9 de noviembre de 2010

La muchacha y la flor

Empiezo este relato. Yo busco, elijo y ordeno las palabras. Las escribo aquí, con un lápiz en esta hoja blanca, mis límites son los márgenes de la página. Soy el autor, escribo lo que quiero, mi libertad es soberana. Si pido un jarro de agua sobre una mesa, ya tengo en mi escritura una mesa y un jarro de agua. Entonces decido que también aparezcan un vaso y una manzana. Ahora digo que al fondo de la habitación hay una ventana que da a un parque por la que entra una luz muy clara. En una habitación casi desnuda tengo una mesa de madera, rectangular, no muy grande, una hoja de papel en la que escribo con un lápiz, dos sillas, un jarro de agua, un vaso, una manzana, una vista a un parque desde una ventana con una luz diurna muy clara.

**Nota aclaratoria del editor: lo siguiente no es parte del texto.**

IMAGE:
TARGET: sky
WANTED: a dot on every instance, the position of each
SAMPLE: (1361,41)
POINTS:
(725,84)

Escribo que sin anunciarse una muchacha abre la puerta, entra en la habitación, irrumpe en mi relato. Lleva una flor blanca en la mano y al tiempo que se sienta la posa en el centro de la mesa. Se sirve agua en el vaso, la bebe, muerde contenta la manzana. Se levanta y mira el parque frondoso desde la ventana. Conversa conmigo, mientras escribo estas palabras. Hablamos de ella, y también del agua fresca, de la luz muy clara, del parque y de su gusto por la manzana. Se sienta frente a mí y me cuenta su vida, sus secretos, que no quiero ni puedo divulgar aquí por no faltar a mi palabra. Poco a poco se bebió todo el jarro de agua. Conversamos toda la mañana.

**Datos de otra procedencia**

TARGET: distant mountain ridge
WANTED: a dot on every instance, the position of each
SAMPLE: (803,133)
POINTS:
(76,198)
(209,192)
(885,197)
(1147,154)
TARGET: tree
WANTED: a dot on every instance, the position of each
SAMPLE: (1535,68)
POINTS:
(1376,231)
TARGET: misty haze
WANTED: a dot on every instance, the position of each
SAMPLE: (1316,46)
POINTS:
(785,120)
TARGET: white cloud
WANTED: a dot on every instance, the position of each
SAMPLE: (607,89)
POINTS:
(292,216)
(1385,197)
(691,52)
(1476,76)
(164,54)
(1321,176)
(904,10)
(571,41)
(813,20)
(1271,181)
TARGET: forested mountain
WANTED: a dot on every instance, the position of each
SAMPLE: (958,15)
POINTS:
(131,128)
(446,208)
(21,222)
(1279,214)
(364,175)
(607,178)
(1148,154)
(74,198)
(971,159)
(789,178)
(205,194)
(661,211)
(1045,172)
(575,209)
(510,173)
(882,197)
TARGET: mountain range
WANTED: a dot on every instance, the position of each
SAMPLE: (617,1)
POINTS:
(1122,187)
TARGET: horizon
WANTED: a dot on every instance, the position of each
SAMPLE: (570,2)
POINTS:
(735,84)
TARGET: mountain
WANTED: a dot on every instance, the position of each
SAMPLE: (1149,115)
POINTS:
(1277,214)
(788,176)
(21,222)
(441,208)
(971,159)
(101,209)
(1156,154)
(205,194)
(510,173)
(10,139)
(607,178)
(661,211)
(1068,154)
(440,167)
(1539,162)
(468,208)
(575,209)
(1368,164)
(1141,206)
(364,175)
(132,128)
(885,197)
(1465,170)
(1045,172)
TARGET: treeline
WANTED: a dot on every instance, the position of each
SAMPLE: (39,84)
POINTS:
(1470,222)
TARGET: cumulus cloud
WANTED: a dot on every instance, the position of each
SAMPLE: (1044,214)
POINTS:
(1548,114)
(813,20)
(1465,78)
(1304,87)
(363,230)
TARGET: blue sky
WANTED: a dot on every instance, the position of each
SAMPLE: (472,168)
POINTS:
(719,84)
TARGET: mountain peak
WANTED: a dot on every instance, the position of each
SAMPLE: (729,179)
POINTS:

De pronto, sin que yo lo escriba, la muchacha se levanta. Sin que yo lo decida, sin que yo lo quiera, sin decir hasta luego se va a ir de esta página. Sorprendido, no sé qué decirle para que no se vaya. La muchacha, con movimientos muy lentos, sale de la habitación, cierra la puerta y se marcha. Su partida me desconcierta, de pronto estoy triste, acongojado, en el límite de la página. Todo esto es muy extraño. En la mesa ha quedado una lily que no estaba en mi relato, una que no está hecha del polvo de los sueños ni de papel ni de palabras. La flor es de verdad, muy bella y muy blanca.